Twee wetenschappers van de Universiteit van Oregon (UO) denken een manier te hebben gevonden om muggen zo te veranderen dat ze niet meer steken.
De onderzoekers werken aan een project dat ertoe kan leiden dat muggen niet meer gaan prikken. Dat zou ons vooral slapeloze zomernachten besparen. In het Zuiden zou het de verspreiding van een aantal ernstige ziektes en aandoeningen zoals malaria, zika of dengue, helpen voorkomen.
Geen bloed maar nectar
De onderzoekers gingen aan de slag met de mug Wyeomyia smithii, een soort waarvan de vrouwtjes net zoals alle andere vrouwelijke muggen bloed prikken, maar als enige soort ook zusters hebben die dat niet doen. Deze laatste voeden zich net als de mannetjes met nectar.

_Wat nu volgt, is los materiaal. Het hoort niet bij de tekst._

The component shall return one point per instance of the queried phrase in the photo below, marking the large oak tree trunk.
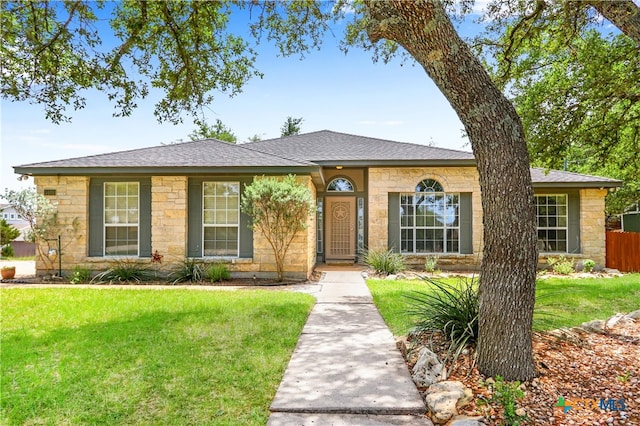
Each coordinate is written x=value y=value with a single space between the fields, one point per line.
x=507 y=276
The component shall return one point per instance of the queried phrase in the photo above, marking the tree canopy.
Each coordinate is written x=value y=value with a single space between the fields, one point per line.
x=291 y=126
x=214 y=131
x=575 y=83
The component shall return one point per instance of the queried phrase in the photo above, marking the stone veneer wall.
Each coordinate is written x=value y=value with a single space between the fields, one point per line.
x=169 y=216
x=592 y=224
x=168 y=229
x=384 y=180
x=71 y=200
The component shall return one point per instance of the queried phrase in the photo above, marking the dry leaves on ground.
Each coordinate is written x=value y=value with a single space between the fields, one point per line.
x=590 y=373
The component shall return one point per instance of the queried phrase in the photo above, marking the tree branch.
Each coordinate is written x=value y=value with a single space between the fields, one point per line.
x=624 y=14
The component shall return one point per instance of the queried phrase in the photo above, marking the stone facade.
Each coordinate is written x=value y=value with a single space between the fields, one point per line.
x=169 y=222
x=382 y=181
x=592 y=224
x=70 y=200
x=168 y=231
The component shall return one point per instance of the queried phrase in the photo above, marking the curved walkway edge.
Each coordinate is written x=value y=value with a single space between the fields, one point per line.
x=346 y=369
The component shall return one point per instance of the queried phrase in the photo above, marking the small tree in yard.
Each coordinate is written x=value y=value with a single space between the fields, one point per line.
x=279 y=209
x=44 y=224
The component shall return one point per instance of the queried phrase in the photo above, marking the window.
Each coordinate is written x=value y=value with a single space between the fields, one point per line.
x=429 y=220
x=340 y=185
x=551 y=218
x=221 y=218
x=121 y=218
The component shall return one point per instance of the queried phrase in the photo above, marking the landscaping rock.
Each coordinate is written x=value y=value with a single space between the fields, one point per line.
x=595 y=326
x=634 y=315
x=467 y=421
x=617 y=318
x=428 y=369
x=444 y=398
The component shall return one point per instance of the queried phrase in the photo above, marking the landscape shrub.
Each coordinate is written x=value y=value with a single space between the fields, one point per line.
x=431 y=263
x=588 y=265
x=561 y=265
x=217 y=272
x=189 y=270
x=124 y=271
x=448 y=308
x=80 y=275
x=7 y=251
x=384 y=261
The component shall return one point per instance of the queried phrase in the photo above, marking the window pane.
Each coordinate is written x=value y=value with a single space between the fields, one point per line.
x=121 y=241
x=221 y=216
x=220 y=241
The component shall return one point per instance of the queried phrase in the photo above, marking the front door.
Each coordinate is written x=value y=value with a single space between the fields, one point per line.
x=341 y=228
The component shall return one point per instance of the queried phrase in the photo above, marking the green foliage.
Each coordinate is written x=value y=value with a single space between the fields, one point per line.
x=588 y=265
x=384 y=261
x=54 y=51
x=44 y=224
x=8 y=232
x=80 y=275
x=431 y=263
x=124 y=272
x=217 y=272
x=561 y=265
x=213 y=131
x=507 y=394
x=291 y=126
x=6 y=251
x=279 y=208
x=447 y=308
x=189 y=270
x=579 y=100
x=213 y=357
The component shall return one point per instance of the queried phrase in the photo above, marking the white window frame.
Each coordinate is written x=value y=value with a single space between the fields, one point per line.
x=119 y=224
x=541 y=243
x=220 y=225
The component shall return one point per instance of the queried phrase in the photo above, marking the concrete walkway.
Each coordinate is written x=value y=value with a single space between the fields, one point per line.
x=346 y=369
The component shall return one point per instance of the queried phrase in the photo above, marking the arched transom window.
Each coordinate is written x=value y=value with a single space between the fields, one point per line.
x=340 y=185
x=429 y=219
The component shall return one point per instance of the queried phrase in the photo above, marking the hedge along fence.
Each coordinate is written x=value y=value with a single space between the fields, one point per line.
x=623 y=251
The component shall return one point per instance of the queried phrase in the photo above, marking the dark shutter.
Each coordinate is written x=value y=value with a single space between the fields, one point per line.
x=145 y=218
x=466 y=223
x=394 y=222
x=573 y=225
x=194 y=222
x=96 y=208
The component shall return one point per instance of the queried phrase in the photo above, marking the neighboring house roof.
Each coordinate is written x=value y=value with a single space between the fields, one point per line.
x=551 y=178
x=299 y=153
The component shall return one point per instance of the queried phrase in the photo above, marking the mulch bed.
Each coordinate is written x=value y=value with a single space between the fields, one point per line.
x=585 y=371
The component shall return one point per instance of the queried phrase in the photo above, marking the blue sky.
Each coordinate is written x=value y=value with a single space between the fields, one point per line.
x=330 y=90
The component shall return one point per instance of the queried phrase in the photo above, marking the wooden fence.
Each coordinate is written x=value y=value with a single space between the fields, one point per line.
x=623 y=251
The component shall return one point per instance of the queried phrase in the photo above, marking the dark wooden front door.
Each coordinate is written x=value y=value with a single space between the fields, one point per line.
x=341 y=228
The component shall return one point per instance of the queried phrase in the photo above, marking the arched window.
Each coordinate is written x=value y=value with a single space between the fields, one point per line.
x=429 y=185
x=429 y=219
x=340 y=185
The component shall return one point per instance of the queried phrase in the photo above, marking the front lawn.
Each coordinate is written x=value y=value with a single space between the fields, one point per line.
x=564 y=302
x=105 y=356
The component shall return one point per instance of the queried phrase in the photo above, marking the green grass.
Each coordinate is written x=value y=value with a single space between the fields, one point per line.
x=109 y=356
x=563 y=302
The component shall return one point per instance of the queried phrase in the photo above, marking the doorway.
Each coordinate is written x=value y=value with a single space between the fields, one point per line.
x=340 y=228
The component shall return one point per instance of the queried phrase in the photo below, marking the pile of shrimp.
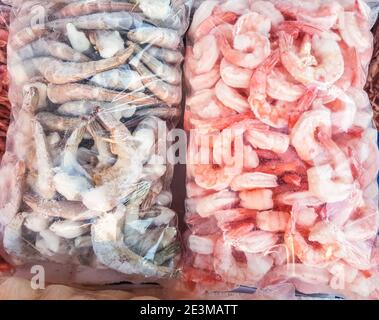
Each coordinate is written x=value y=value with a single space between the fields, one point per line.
x=4 y=102
x=87 y=182
x=282 y=158
x=372 y=85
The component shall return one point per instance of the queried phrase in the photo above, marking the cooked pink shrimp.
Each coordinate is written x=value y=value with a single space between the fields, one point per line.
x=252 y=21
x=248 y=240
x=205 y=104
x=253 y=180
x=234 y=76
x=214 y=20
x=268 y=140
x=230 y=270
x=330 y=66
x=204 y=55
x=203 y=81
x=260 y=199
x=273 y=221
x=280 y=86
x=303 y=216
x=250 y=49
x=268 y=10
x=303 y=135
x=273 y=115
x=209 y=205
x=231 y=98
x=355 y=31
x=250 y=157
x=331 y=182
x=306 y=252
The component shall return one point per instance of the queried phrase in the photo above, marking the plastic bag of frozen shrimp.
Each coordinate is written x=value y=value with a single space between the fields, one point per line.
x=282 y=157
x=95 y=87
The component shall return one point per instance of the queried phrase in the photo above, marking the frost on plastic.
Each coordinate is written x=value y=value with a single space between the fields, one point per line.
x=282 y=158
x=85 y=179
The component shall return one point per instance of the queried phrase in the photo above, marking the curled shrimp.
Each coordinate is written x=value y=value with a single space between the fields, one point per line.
x=352 y=32
x=249 y=49
x=260 y=199
x=204 y=54
x=268 y=10
x=231 y=98
x=330 y=66
x=331 y=182
x=227 y=267
x=280 y=87
x=233 y=76
x=205 y=104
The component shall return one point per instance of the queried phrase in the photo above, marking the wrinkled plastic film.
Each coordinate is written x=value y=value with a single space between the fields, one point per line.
x=282 y=156
x=95 y=87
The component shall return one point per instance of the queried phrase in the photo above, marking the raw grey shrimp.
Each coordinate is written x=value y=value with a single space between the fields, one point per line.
x=69 y=210
x=118 y=79
x=12 y=186
x=162 y=70
x=166 y=55
x=44 y=183
x=168 y=93
x=120 y=21
x=57 y=72
x=161 y=37
x=107 y=43
x=112 y=252
x=52 y=122
x=71 y=180
x=73 y=92
x=45 y=47
x=99 y=135
x=14 y=242
x=86 y=7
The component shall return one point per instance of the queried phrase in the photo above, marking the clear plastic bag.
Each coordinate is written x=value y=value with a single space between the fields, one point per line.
x=95 y=86
x=4 y=102
x=282 y=156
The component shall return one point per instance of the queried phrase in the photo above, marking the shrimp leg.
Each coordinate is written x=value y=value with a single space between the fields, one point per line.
x=166 y=72
x=44 y=47
x=45 y=184
x=58 y=72
x=72 y=92
x=86 y=7
x=164 y=91
x=69 y=210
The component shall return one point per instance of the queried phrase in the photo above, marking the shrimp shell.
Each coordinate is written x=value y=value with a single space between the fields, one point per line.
x=69 y=210
x=86 y=7
x=166 y=72
x=58 y=72
x=120 y=21
x=44 y=47
x=73 y=92
x=52 y=122
x=164 y=91
x=167 y=55
x=162 y=37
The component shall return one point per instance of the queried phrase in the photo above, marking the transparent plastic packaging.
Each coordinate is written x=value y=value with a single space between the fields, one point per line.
x=94 y=87
x=4 y=102
x=282 y=157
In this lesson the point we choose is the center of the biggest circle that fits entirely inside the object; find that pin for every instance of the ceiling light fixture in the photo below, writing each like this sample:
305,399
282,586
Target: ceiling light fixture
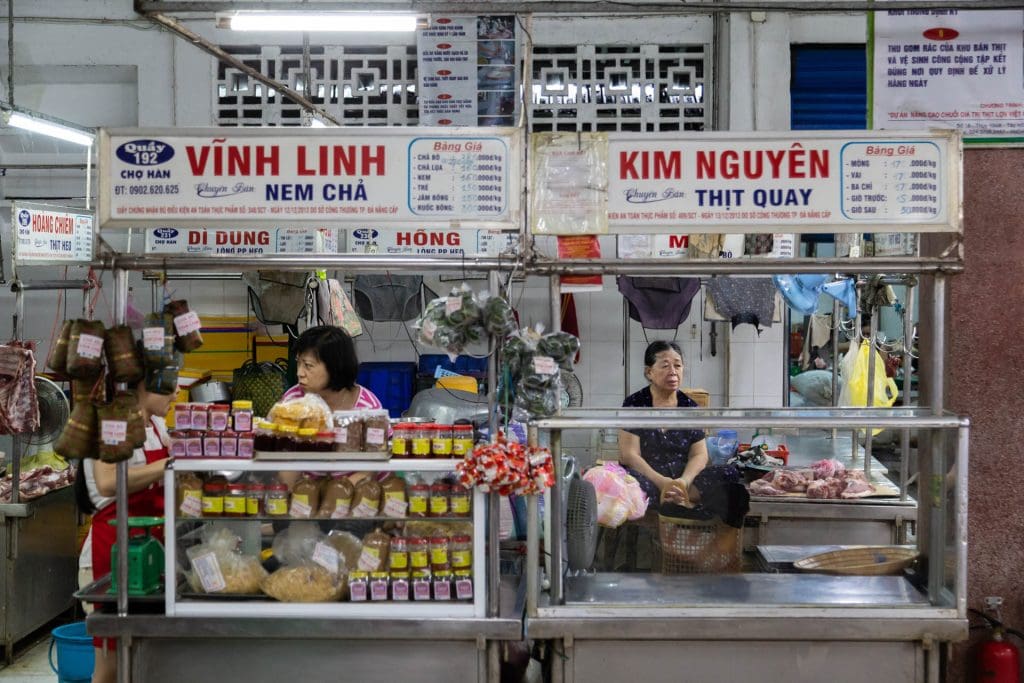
320,22
40,123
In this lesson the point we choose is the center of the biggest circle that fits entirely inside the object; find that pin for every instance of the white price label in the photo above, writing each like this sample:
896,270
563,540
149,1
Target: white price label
186,323
90,346
208,568
545,365
395,508
153,339
327,557
113,431
300,509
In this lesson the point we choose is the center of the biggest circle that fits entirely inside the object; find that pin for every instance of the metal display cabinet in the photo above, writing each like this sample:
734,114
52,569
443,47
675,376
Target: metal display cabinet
762,626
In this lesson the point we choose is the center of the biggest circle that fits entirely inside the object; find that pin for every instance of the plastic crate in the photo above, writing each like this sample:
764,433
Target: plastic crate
392,382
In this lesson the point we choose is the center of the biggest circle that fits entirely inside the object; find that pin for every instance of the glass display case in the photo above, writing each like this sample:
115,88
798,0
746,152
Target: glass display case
345,539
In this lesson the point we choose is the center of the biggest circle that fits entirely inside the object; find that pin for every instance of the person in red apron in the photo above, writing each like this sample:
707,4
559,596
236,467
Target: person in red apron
145,499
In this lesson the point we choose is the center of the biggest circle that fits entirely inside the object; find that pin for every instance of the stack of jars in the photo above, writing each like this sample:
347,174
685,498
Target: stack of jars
431,440
213,430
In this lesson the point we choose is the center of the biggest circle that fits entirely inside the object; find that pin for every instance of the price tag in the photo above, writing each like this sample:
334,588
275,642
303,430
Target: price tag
90,346
192,506
545,365
186,323
153,339
327,557
114,431
300,509
208,568
395,508
370,559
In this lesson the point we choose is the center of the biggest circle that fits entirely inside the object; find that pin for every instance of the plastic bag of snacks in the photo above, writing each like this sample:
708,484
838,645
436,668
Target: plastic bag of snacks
507,468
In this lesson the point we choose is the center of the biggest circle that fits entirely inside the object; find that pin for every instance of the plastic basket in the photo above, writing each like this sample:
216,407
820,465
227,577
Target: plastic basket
690,546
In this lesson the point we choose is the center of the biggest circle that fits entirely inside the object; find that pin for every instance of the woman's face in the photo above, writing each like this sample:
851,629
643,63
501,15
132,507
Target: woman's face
311,372
667,373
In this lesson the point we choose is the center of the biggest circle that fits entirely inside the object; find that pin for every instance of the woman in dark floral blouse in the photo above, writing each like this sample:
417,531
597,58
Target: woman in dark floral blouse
672,465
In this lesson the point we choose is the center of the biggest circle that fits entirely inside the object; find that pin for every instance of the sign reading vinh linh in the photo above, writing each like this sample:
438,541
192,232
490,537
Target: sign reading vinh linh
807,182
213,177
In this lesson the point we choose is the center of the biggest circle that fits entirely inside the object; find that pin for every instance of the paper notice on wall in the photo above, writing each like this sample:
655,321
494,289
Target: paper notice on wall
570,181
949,69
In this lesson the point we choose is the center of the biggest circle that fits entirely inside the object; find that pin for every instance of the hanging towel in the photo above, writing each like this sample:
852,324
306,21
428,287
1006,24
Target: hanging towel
659,303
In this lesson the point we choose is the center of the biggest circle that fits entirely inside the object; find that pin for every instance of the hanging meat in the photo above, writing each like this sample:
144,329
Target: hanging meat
18,408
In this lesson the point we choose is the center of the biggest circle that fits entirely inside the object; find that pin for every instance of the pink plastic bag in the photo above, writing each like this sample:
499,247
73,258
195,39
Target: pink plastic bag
619,495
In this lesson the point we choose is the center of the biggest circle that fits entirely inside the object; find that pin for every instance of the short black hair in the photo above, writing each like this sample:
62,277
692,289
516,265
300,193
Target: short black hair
656,347
336,350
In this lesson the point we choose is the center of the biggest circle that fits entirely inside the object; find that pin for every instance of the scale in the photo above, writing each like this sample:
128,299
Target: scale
145,558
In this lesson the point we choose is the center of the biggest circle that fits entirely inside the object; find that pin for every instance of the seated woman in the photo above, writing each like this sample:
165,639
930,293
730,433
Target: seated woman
672,465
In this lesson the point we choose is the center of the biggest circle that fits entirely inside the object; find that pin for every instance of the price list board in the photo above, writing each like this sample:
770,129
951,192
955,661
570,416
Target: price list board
452,177
892,180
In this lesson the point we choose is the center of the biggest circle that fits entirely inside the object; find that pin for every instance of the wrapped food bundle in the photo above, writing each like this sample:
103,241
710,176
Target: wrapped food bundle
507,468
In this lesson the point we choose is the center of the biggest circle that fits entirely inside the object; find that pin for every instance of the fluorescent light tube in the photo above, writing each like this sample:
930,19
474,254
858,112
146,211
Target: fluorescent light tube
317,22
44,127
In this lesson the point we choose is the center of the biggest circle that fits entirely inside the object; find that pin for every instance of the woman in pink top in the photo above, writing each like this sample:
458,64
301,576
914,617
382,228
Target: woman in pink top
327,366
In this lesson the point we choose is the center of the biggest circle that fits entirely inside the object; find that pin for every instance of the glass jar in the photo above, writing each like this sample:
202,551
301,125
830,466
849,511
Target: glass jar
421,585
276,500
189,495
419,500
439,553
228,443
211,444
462,552
462,440
442,585
266,436
399,586
242,416
213,499
200,417
379,584
422,435
255,500
461,500
401,439
439,499
246,444
219,418
440,441
463,580
358,585
419,553
235,500
398,555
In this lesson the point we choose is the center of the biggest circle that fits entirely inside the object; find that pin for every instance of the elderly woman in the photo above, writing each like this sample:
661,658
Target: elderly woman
672,465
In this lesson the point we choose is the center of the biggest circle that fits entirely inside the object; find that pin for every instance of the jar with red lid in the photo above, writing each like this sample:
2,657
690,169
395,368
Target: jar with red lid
219,417
235,500
439,503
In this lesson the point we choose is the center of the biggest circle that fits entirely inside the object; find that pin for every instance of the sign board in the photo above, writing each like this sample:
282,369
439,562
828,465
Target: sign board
950,69
784,182
48,235
280,176
242,242
430,242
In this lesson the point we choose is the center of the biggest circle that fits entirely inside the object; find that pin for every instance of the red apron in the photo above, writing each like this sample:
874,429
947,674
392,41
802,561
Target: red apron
145,503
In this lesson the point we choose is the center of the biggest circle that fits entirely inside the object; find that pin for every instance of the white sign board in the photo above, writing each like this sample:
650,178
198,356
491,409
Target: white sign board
950,69
222,177
247,242
47,235
430,242
784,182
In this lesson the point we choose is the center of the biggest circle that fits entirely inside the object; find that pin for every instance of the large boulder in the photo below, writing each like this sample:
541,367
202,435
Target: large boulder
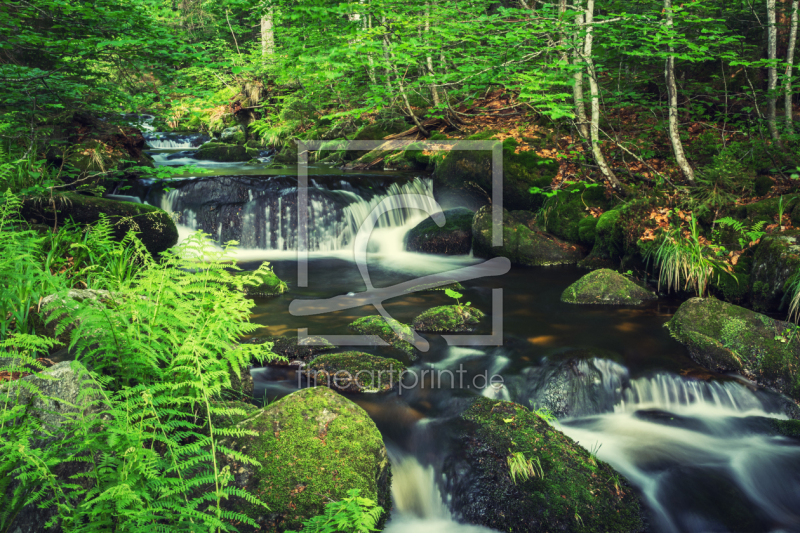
53,397
449,319
313,446
454,238
776,260
384,328
727,338
155,227
222,152
523,243
605,286
464,177
569,483
355,372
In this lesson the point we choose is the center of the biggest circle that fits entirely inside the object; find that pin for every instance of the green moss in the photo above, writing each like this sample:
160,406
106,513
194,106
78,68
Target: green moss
385,329
605,286
214,151
573,482
448,319
521,244
313,446
355,372
729,338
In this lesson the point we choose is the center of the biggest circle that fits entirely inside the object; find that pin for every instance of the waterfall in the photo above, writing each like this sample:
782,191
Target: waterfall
262,213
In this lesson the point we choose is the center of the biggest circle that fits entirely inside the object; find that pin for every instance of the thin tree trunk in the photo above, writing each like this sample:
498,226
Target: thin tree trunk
428,58
672,97
787,85
577,87
267,35
594,90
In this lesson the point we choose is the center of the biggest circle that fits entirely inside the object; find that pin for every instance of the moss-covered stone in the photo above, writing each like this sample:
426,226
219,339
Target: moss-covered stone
605,286
448,319
468,173
776,260
293,352
727,338
609,241
264,282
454,238
523,244
385,329
214,151
355,372
155,227
313,446
572,483
564,214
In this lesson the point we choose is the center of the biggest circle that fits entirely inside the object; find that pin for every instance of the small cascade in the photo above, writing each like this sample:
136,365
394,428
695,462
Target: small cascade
261,214
157,140
418,503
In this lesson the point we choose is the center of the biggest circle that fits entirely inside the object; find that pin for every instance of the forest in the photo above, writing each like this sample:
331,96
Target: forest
431,266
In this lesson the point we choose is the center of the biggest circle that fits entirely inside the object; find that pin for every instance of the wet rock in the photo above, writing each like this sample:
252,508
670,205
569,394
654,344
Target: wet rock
385,329
568,481
577,382
232,135
464,177
214,151
155,228
448,319
608,287
523,244
296,353
776,260
313,446
355,372
454,238
727,338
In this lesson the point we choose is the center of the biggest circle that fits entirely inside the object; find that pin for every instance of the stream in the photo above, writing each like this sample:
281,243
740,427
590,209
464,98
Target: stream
688,440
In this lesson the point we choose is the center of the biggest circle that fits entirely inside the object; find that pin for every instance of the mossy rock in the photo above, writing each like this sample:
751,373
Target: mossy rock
155,227
448,319
605,286
296,353
355,372
224,153
454,238
609,241
383,328
464,177
313,446
564,214
776,260
573,483
287,154
266,283
727,338
523,244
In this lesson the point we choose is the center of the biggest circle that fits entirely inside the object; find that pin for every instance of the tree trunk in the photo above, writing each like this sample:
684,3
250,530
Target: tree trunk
787,85
577,87
672,97
594,91
267,35
772,71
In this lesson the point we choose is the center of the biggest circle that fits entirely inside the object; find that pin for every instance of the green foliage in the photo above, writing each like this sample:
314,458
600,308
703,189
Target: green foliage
684,261
161,340
523,468
353,514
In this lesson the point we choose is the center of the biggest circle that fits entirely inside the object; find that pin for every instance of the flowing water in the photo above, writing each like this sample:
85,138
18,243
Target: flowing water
692,443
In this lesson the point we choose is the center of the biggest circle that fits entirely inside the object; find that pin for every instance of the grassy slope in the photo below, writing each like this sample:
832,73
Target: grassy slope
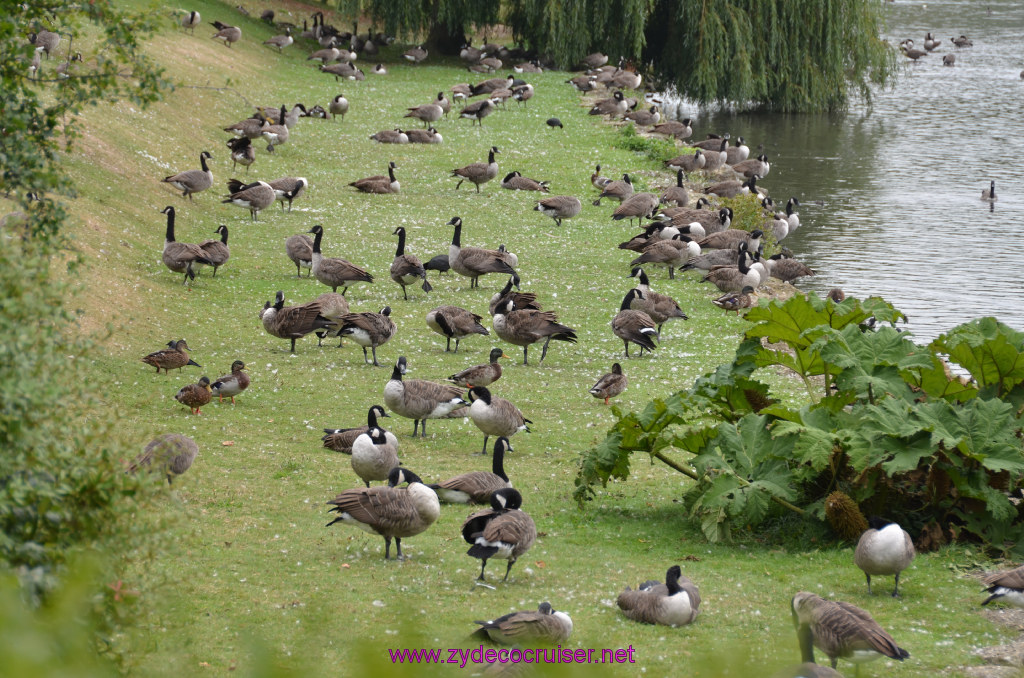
251,555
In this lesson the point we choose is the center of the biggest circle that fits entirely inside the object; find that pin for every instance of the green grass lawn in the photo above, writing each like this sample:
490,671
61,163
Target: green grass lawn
252,576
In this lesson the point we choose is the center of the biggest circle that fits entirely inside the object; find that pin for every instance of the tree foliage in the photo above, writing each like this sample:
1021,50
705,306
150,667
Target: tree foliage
893,428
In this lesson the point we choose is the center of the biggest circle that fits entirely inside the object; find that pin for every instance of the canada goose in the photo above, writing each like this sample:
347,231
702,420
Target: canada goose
727,279
637,207
840,630
504,531
455,323
559,207
389,511
416,54
390,136
379,183
786,268
677,602
736,300
429,135
676,194
527,628
687,163
428,113
478,111
731,238
195,395
680,130
368,329
885,548
189,22
193,181
474,261
644,118
660,307
756,167
335,271
477,486
174,356
230,384
281,41
610,384
480,375
521,299
293,322
989,193
300,250
516,181
171,454
1007,586
672,253
478,172
179,257
216,250
229,34
615,106
737,153
242,152
495,416
634,326
523,327
419,399
620,189
341,439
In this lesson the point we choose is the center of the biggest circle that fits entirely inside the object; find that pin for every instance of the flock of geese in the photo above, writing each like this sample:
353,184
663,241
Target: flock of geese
677,237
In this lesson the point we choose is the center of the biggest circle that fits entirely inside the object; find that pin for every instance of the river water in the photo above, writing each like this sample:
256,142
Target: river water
891,193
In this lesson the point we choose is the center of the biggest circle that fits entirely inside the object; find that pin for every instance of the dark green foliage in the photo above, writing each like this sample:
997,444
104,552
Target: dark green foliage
895,430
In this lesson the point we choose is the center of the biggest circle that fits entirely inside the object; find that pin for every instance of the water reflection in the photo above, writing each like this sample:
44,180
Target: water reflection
890,194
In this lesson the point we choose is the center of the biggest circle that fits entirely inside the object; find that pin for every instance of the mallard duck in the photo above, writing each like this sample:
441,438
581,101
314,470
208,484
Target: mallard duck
171,454
172,356
610,384
231,384
195,395
480,375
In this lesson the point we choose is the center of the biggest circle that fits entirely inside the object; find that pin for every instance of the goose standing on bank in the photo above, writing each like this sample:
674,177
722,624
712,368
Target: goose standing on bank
341,439
369,330
840,630
478,173
634,326
406,268
179,257
389,511
474,261
477,486
455,323
254,197
335,271
216,250
559,207
420,399
885,548
193,181
527,627
676,602
504,531
610,384
230,384
524,327
171,454
495,416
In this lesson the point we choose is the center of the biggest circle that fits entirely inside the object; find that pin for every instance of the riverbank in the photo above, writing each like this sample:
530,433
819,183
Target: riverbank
249,556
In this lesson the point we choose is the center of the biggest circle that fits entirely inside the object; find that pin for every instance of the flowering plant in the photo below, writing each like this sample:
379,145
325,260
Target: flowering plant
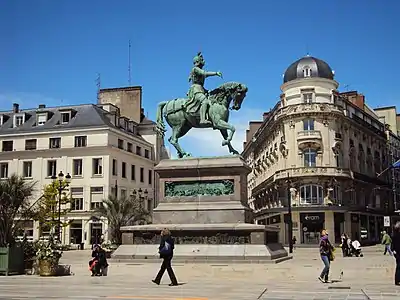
48,250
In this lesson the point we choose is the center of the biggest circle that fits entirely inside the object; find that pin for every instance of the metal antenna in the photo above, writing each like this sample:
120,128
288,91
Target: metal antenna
98,84
129,64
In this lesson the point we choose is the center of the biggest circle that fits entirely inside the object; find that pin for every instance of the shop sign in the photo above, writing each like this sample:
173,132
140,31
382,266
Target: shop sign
386,221
312,217
355,218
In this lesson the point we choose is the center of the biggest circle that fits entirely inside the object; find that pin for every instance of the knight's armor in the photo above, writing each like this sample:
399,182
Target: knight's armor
197,95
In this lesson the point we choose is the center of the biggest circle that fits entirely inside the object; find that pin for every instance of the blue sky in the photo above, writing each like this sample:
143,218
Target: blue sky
51,51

Bij de onderzochte muggen identificeerden de wetenschappers 902 genen die een link hebben met het nuttigen van bloed en 478 genen die ervoor zorgen dat sommige vrouwtjes van deze soort geen bloed nodig hebben om zich te voeden.
De benadering om genen te isoleren willen de onderzoekers verder toepassen op andere soorten zoals de gewone steekmug (Culex pipiens), die onder meer het Westnijlvirus kan verspreiden, de Aziatische tijgermug (Aedes albopictus), de drager van dengue, zika en gele koorts, en de Afrikaanse malariamug Anopheles gambiae.
Geen beet, geen ziekte
“We zoeken de genen die zich op de overgang tussen bijten en niet bijten bevinden”, zegt UO-bioloog Christina Holzapfel. “Als we te weten komen hoe we de bijtgenen kunnen uitschakelen, zou dat ziekten wereldwijd terugdringen. Als er niet gebeten wordt, wordt er ook geen ziekte overgedragen. Punt.”
“Kennis over de genen en het metabolisme van deze muggen kan ertoe leiden dat we uiteindelijk een manier vinden om ook de verspreiders van gevaarlijke ziekten ervan te weerhouden mensen te prikken”, zegt Holzapfel. “Dat zou als gevolg hebben dat deze muggen niet langer in staat zijn om ziekten over te dragen, maar nog wel gewoon kunnen bestaan en hun plek in de voedselketen hebben.”